My very favorite memory, my very best memory was our fourth date—we were headed to Yang’s Thai Cuisine and you swerved the car up onto the shoulder on Highway Twelve just past the Hollow Brook Avenue exit and yanked off your seatbelt and reached into the backseat for a bungee cord and that’s when I saw the dog running loose along the grassy strip of median, a gray and white husky. Cars were whizzing by so fast they shook ours and you couldn’t open your door without it getting torn off and so you climbed out the window Dukes of Hazzard style and stayed pressed up alongside your Toyota until there was a break in traffic and then you booked it for the divider. You lured the dog to you with a breath mint you dug out of your pocket. I leaned over the center console to watch, just positive that dog was going to dart away and get creamed. A minivan slowed down to let you cross—the husky trotting along beside you with the bungee cord looped over its neck as if it were a real leash. You threw the minivan driver a wave and a wide thank-you smile. I opened my door and the dog hopped right onto my lap and licked my face and you said, all sweaty and out of breath, “I got him!”
It was when you smiled at that minivan driver that I thought, Well, I guess I’m in love with Brendan.
I could tell you were secretly pleased the husky wasn’t wearing tags. We named her Rush Hour and we called her Ru for short and when she died seven years later, I know you used to go in the bathroom and run the shower or the exhaust fan so I wouldn’t hear you crying.
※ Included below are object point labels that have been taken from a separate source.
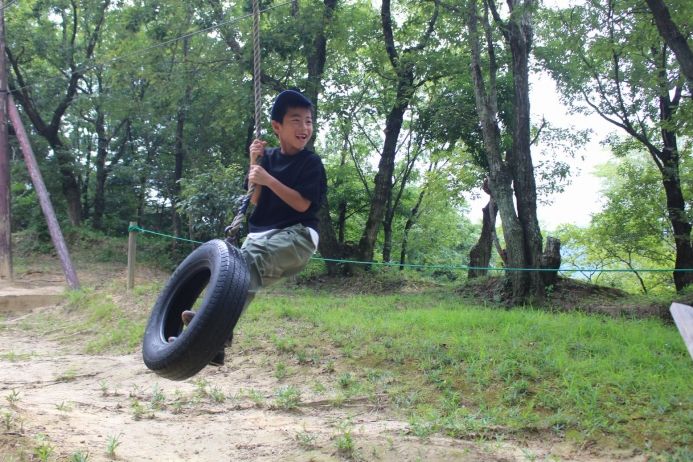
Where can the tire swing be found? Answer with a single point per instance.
(216, 268)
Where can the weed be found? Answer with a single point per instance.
(104, 387)
(256, 397)
(178, 402)
(7, 419)
(135, 390)
(217, 395)
(64, 407)
(112, 444)
(137, 409)
(43, 448)
(79, 456)
(288, 398)
(306, 440)
(280, 371)
(345, 380)
(345, 444)
(302, 356)
(329, 367)
(318, 387)
(201, 388)
(158, 400)
(13, 398)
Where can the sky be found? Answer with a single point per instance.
(581, 198)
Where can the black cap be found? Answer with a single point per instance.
(285, 100)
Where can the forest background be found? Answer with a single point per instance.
(143, 111)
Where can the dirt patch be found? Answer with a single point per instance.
(74, 403)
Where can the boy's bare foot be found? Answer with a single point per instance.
(187, 316)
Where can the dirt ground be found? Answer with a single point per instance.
(110, 407)
(82, 404)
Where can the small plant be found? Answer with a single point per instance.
(256, 397)
(217, 395)
(137, 409)
(64, 407)
(112, 444)
(305, 440)
(135, 390)
(201, 388)
(104, 387)
(329, 367)
(178, 402)
(13, 398)
(288, 398)
(7, 419)
(79, 456)
(158, 398)
(43, 449)
(345, 380)
(280, 370)
(302, 356)
(318, 387)
(345, 444)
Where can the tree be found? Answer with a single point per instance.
(677, 41)
(69, 34)
(610, 60)
(511, 173)
(404, 67)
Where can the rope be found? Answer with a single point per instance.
(454, 267)
(233, 230)
(257, 86)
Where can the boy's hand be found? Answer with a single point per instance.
(259, 176)
(257, 149)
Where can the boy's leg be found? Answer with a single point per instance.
(277, 255)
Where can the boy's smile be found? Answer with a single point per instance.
(295, 130)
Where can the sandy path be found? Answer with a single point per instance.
(80, 402)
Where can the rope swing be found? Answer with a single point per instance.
(233, 229)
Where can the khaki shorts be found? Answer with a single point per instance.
(277, 254)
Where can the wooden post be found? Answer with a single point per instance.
(132, 254)
(683, 317)
(42, 193)
(5, 209)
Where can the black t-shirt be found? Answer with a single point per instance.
(302, 172)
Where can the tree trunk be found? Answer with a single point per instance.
(676, 208)
(550, 259)
(404, 70)
(480, 254)
(100, 163)
(500, 174)
(179, 147)
(70, 186)
(520, 40)
(673, 37)
(329, 245)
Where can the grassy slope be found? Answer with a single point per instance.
(451, 367)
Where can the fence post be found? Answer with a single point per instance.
(132, 253)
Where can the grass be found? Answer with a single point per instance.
(486, 373)
(581, 377)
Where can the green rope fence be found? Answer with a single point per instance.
(138, 229)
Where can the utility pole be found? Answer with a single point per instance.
(5, 212)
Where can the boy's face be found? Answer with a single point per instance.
(295, 130)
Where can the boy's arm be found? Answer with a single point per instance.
(293, 198)
(257, 149)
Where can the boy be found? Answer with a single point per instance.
(290, 187)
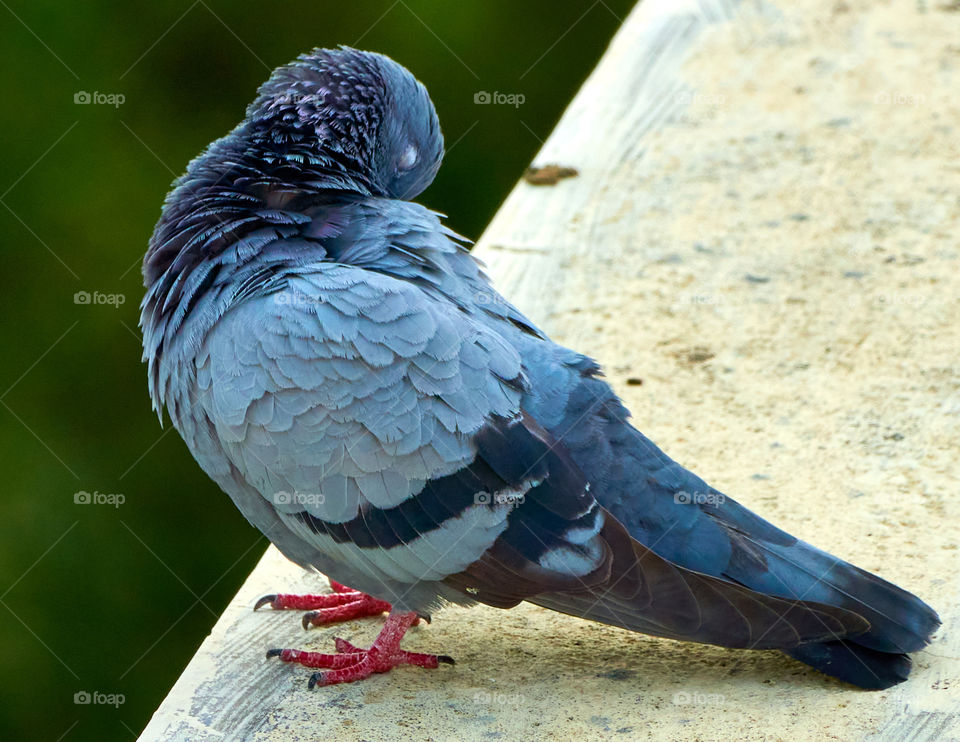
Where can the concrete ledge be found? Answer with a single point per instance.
(761, 248)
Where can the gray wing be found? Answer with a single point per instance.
(376, 427)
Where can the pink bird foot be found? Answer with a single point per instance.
(343, 604)
(352, 663)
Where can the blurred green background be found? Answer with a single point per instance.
(115, 598)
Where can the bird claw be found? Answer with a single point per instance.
(343, 604)
(351, 663)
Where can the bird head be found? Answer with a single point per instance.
(354, 113)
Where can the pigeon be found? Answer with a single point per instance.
(339, 363)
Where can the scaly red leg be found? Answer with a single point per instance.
(351, 663)
(343, 604)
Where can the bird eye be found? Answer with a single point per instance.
(409, 158)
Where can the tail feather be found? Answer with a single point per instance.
(645, 592)
(854, 663)
(837, 618)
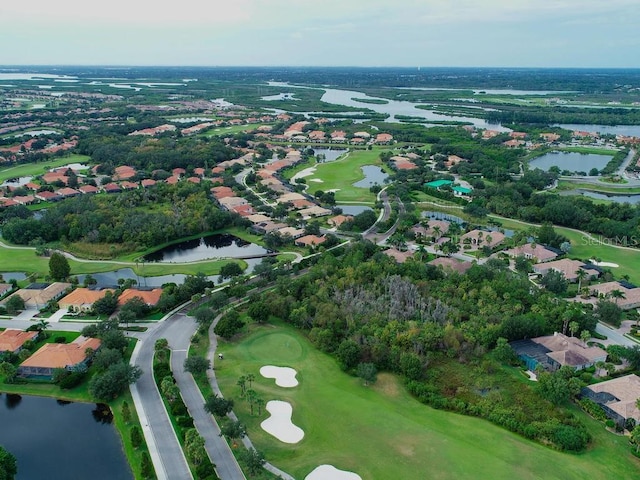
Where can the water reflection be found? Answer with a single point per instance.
(12, 400)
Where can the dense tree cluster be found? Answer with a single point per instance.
(374, 314)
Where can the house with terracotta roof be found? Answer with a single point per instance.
(617, 397)
(532, 251)
(149, 297)
(310, 241)
(82, 299)
(558, 350)
(12, 340)
(398, 255)
(476, 239)
(567, 267)
(70, 356)
(38, 295)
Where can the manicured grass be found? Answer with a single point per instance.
(343, 173)
(39, 168)
(382, 432)
(566, 185)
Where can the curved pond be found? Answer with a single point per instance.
(220, 245)
(373, 175)
(57, 439)
(572, 161)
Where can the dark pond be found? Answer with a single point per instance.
(213, 246)
(56, 440)
(372, 176)
(110, 279)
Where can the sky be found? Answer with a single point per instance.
(369, 33)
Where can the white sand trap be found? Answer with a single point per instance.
(605, 264)
(279, 423)
(329, 472)
(285, 376)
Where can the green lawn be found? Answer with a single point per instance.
(382, 432)
(343, 173)
(41, 167)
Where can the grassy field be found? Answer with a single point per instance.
(382, 432)
(39, 168)
(343, 173)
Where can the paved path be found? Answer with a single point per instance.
(213, 345)
(614, 335)
(216, 446)
(164, 448)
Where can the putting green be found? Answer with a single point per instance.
(381, 432)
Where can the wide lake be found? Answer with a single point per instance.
(571, 161)
(220, 245)
(56, 440)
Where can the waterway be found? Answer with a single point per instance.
(221, 245)
(571, 161)
(626, 130)
(392, 108)
(54, 439)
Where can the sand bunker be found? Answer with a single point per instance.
(329, 472)
(605, 264)
(279, 423)
(285, 376)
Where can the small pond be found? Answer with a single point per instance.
(328, 154)
(571, 161)
(373, 175)
(54, 439)
(212, 246)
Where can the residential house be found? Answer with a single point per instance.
(50, 356)
(149, 297)
(82, 299)
(476, 239)
(12, 340)
(617, 397)
(449, 264)
(558, 350)
(532, 251)
(37, 295)
(567, 267)
(310, 240)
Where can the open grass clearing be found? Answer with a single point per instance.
(383, 432)
(27, 169)
(340, 175)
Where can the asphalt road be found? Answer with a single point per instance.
(217, 448)
(164, 448)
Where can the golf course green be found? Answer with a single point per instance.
(381, 432)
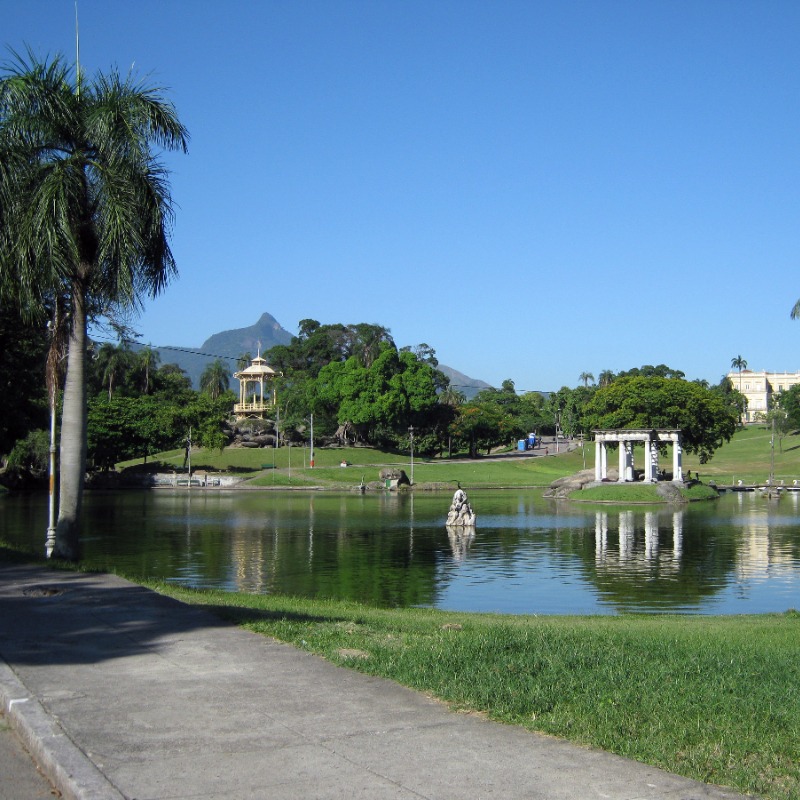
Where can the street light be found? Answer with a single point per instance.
(311, 452)
(411, 436)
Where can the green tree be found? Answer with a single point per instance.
(143, 369)
(215, 379)
(482, 425)
(112, 365)
(606, 376)
(85, 213)
(23, 349)
(704, 417)
(790, 403)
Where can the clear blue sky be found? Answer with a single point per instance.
(533, 189)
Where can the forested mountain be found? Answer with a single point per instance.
(231, 344)
(228, 345)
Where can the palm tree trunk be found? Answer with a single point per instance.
(73, 436)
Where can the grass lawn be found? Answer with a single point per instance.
(747, 458)
(712, 698)
(288, 466)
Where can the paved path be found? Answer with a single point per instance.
(19, 777)
(122, 693)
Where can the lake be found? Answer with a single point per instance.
(528, 555)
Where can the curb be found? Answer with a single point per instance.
(66, 766)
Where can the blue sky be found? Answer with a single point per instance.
(533, 189)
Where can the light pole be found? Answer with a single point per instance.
(411, 436)
(311, 452)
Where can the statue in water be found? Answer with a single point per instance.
(461, 514)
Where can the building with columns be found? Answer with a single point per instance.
(759, 388)
(626, 439)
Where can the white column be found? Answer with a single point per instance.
(677, 458)
(648, 464)
(629, 461)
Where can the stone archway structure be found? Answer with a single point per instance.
(626, 438)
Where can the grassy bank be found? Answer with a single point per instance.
(289, 467)
(638, 493)
(712, 698)
(747, 457)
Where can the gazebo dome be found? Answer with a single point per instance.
(258, 368)
(256, 398)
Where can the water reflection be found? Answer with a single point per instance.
(527, 555)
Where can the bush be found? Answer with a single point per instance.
(31, 454)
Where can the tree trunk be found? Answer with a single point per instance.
(73, 436)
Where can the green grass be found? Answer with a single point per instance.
(291, 467)
(711, 698)
(747, 458)
(637, 493)
(616, 493)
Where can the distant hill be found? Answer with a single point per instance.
(458, 380)
(229, 345)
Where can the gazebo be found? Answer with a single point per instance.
(256, 394)
(626, 438)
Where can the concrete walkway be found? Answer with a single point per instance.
(122, 693)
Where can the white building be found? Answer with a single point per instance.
(759, 387)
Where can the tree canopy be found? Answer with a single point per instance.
(85, 213)
(705, 416)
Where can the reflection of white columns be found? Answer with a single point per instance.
(677, 458)
(598, 464)
(625, 534)
(600, 535)
(650, 535)
(677, 536)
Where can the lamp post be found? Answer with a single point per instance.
(311, 452)
(411, 436)
(50, 540)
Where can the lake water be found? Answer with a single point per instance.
(740, 555)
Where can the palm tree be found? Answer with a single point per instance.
(85, 212)
(606, 377)
(215, 379)
(739, 363)
(147, 361)
(112, 364)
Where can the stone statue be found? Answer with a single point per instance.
(461, 514)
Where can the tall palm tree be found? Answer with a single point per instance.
(215, 379)
(147, 361)
(85, 213)
(739, 363)
(112, 364)
(606, 377)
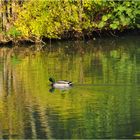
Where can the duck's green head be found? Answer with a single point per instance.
(52, 80)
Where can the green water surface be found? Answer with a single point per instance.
(103, 103)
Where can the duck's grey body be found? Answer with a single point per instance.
(60, 84)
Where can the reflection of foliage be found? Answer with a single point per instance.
(84, 111)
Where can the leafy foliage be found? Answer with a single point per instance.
(55, 19)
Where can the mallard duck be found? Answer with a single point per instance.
(60, 84)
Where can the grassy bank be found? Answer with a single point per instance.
(36, 21)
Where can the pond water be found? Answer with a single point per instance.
(103, 103)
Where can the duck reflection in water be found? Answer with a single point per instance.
(62, 85)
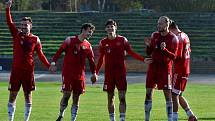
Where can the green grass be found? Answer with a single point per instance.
(93, 103)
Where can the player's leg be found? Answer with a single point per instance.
(122, 104)
(12, 105)
(28, 85)
(148, 103)
(111, 106)
(169, 107)
(63, 104)
(184, 104)
(13, 87)
(175, 99)
(75, 105)
(175, 94)
(28, 104)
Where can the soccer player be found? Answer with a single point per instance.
(77, 49)
(181, 72)
(24, 45)
(162, 47)
(112, 48)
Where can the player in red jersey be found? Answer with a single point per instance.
(112, 49)
(24, 45)
(77, 49)
(181, 72)
(162, 47)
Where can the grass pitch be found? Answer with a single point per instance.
(93, 104)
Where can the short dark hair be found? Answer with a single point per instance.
(27, 19)
(173, 25)
(87, 25)
(110, 22)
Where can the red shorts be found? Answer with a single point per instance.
(179, 83)
(22, 77)
(74, 85)
(160, 80)
(119, 82)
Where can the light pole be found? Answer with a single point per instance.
(50, 5)
(76, 9)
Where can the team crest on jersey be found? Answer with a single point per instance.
(118, 43)
(105, 87)
(21, 42)
(83, 47)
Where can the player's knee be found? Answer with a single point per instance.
(122, 100)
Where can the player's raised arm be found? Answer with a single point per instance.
(10, 22)
(174, 48)
(41, 54)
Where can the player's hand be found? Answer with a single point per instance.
(148, 60)
(147, 41)
(53, 68)
(163, 45)
(94, 78)
(9, 3)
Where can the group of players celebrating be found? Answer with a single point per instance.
(166, 47)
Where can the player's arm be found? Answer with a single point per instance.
(61, 50)
(100, 59)
(131, 52)
(172, 53)
(90, 57)
(41, 54)
(9, 20)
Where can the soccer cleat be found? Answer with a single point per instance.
(192, 118)
(60, 118)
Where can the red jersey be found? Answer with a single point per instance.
(182, 62)
(113, 52)
(24, 47)
(162, 59)
(74, 62)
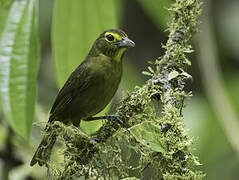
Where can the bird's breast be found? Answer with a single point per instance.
(104, 82)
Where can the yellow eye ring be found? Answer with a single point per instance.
(110, 37)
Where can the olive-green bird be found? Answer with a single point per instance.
(89, 88)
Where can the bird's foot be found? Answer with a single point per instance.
(117, 118)
(109, 117)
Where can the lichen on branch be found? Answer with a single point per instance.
(148, 144)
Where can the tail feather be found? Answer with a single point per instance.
(43, 152)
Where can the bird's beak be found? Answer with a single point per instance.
(126, 43)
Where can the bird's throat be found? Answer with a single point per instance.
(119, 54)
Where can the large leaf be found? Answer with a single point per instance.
(76, 24)
(19, 54)
(157, 10)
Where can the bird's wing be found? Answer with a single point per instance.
(76, 83)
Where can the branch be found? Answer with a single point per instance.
(147, 142)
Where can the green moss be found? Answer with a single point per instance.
(146, 145)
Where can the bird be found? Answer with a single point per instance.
(89, 88)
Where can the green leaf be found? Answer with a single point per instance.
(19, 59)
(156, 9)
(149, 135)
(76, 24)
(173, 75)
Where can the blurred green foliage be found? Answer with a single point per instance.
(19, 54)
(217, 156)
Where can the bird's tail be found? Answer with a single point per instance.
(43, 152)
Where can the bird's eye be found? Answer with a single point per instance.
(110, 37)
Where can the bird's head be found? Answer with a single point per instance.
(112, 43)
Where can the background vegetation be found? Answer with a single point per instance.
(211, 115)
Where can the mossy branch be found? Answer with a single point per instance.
(147, 144)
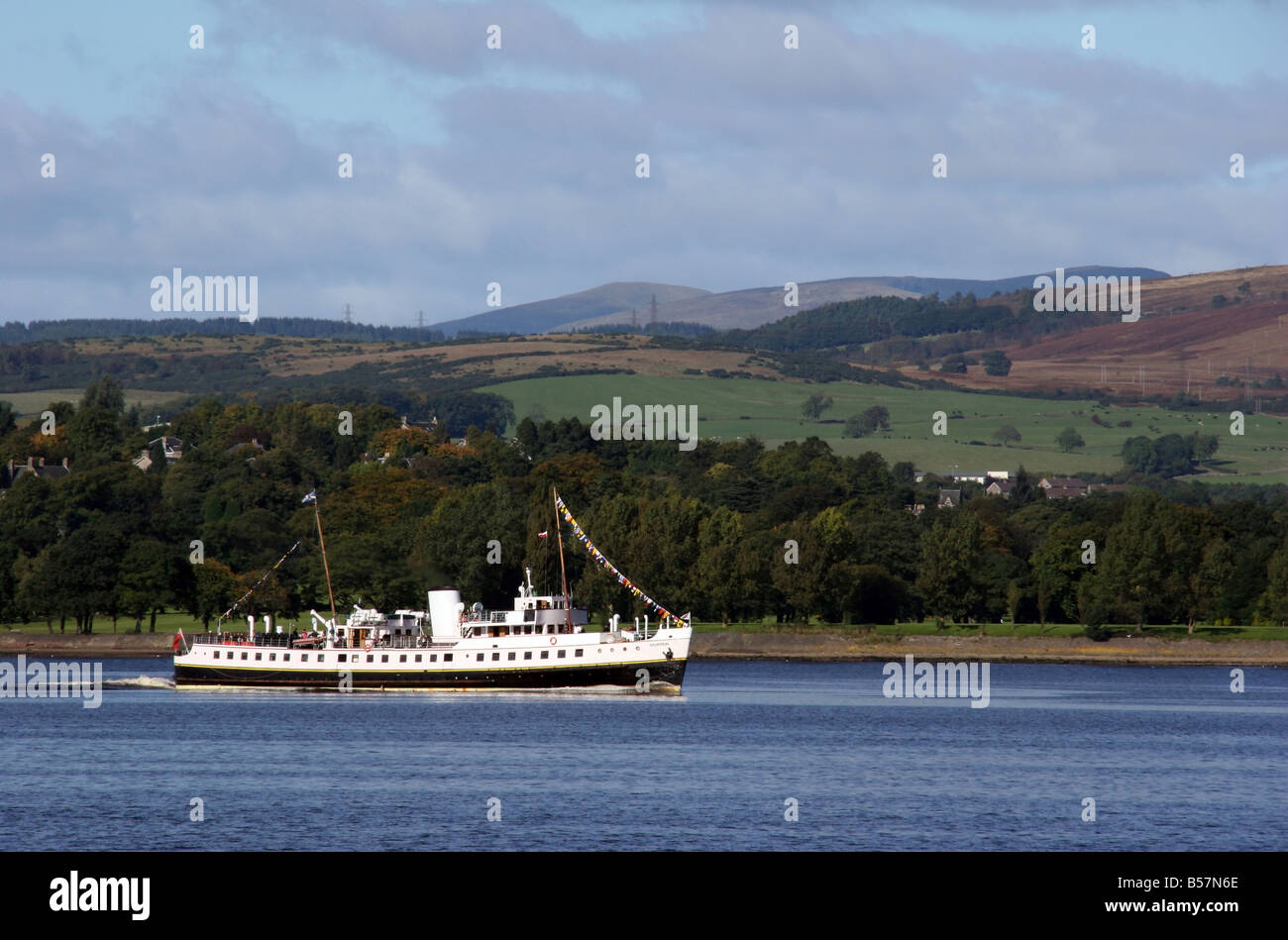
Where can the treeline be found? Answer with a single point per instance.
(868, 320)
(42, 330)
(732, 531)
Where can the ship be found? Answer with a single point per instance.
(542, 643)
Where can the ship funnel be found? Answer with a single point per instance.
(445, 613)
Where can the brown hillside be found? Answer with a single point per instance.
(1180, 342)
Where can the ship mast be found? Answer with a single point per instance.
(563, 574)
(325, 566)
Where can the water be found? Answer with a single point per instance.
(1171, 756)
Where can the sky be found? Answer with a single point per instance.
(519, 165)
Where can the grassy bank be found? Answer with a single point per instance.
(1033, 630)
(170, 623)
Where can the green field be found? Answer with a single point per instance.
(1171, 631)
(732, 408)
(29, 404)
(166, 623)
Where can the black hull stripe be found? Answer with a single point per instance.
(618, 675)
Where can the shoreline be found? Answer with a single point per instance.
(815, 647)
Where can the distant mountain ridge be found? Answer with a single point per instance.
(742, 309)
(750, 308)
(545, 316)
(1006, 284)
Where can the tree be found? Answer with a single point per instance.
(996, 362)
(104, 393)
(1069, 439)
(815, 406)
(949, 555)
(214, 591)
(726, 572)
(1274, 601)
(1008, 434)
(877, 417)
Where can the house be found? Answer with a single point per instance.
(253, 442)
(980, 477)
(1000, 488)
(170, 447)
(35, 467)
(1063, 483)
(1108, 488)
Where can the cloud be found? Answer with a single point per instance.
(518, 165)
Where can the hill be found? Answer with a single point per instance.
(945, 286)
(1209, 335)
(750, 308)
(747, 309)
(545, 316)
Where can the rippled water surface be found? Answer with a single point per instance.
(1171, 756)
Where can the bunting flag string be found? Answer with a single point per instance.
(599, 557)
(230, 610)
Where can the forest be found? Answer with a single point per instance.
(730, 531)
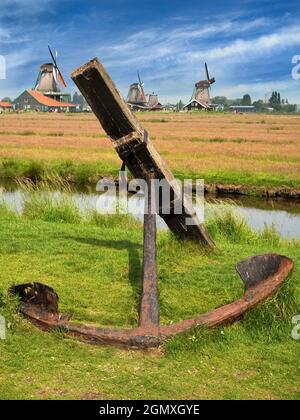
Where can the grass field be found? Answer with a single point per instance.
(252, 150)
(95, 267)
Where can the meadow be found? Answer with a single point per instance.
(249, 150)
(96, 269)
(95, 265)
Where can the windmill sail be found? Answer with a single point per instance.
(59, 75)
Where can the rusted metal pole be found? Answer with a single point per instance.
(149, 311)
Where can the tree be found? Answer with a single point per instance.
(247, 101)
(260, 106)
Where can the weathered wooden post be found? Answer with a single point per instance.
(134, 147)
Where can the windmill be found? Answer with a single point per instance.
(49, 79)
(201, 95)
(136, 98)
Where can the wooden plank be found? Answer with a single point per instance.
(129, 139)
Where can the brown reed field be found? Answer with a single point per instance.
(254, 149)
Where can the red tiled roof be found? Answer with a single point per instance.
(5, 104)
(45, 100)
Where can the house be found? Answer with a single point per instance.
(5, 106)
(242, 109)
(154, 104)
(36, 101)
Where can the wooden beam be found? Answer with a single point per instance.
(132, 143)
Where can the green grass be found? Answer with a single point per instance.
(95, 265)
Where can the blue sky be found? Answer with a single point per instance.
(248, 45)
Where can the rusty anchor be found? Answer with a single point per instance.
(262, 275)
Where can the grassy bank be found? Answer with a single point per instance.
(95, 266)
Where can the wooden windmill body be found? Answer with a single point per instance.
(201, 96)
(49, 79)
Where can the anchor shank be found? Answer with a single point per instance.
(149, 313)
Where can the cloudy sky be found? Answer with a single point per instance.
(248, 44)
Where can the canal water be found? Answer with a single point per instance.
(282, 214)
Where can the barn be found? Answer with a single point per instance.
(5, 106)
(36, 101)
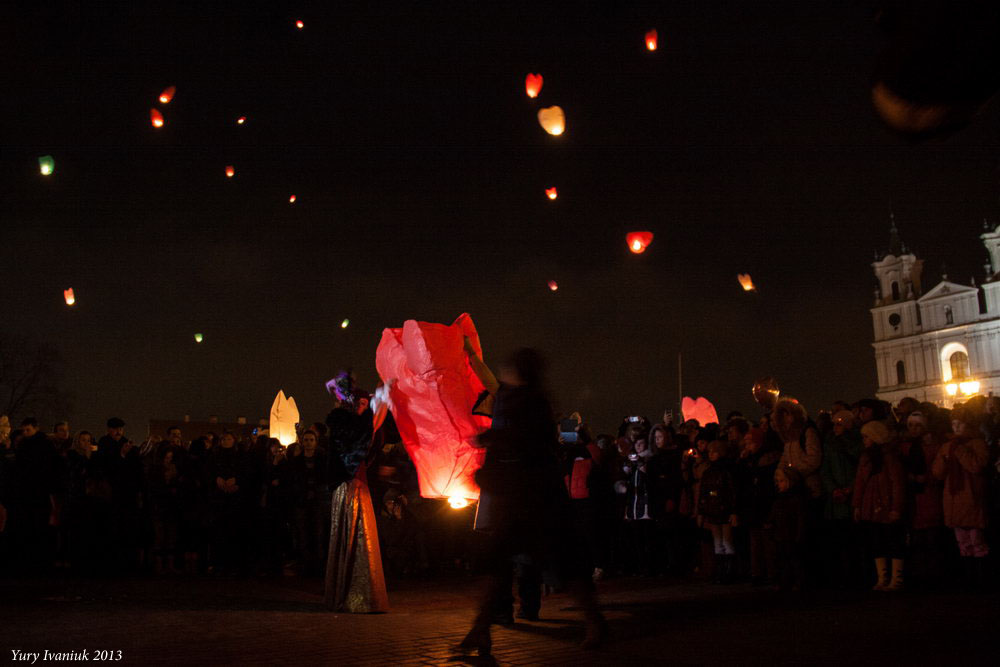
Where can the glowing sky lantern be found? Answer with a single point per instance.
(284, 417)
(46, 165)
(433, 390)
(638, 241)
(700, 409)
(746, 282)
(533, 84)
(552, 120)
(652, 40)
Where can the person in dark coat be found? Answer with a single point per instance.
(35, 507)
(529, 504)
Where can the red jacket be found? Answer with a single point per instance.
(877, 494)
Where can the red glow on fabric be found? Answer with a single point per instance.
(652, 40)
(700, 409)
(433, 392)
(533, 84)
(638, 241)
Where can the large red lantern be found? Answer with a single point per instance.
(652, 40)
(433, 390)
(638, 241)
(533, 84)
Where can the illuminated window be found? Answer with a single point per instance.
(959, 365)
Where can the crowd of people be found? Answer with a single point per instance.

And then, after I left Dr. Grossman’s office after my biopsy on Monday, I started to think that maybe things weren’t as bad I’d thought they were. And that maybe I didn’t want to never be able to see the snow coating the pine trees at Christmastime again, or a really beautiful sunset, the sky all molten-orange and streaky pink and gold, or eat a bowl of ripe strawberries, or hear a really good song on the radio, or have all the memories of you and me wiped clean from my brain. I started to wonder if maybe I should get another cat.
I got the crazy idea that I’d travel the country all by myself, taking odd jobs here and there—cashiering or waiting tables or cleaning motel rooms—until I found a place I really liked, a place that felt like home. A place that felt like you.
And Bren, I just hope you can be patient—I know you’ve probably been watching from up there and feeling kind of lonely and remembering the good times too and feeling excited to finally see me again. A week ago I would have said what I want most in the whole wide world is to hug you again and I still want that . . . just, maybe not like this. So, like I was saying, I’m really hoping you’ll forgive me for getting your hopes up and maybe—
Oh, hold on a minute, Bren—that’s the phone.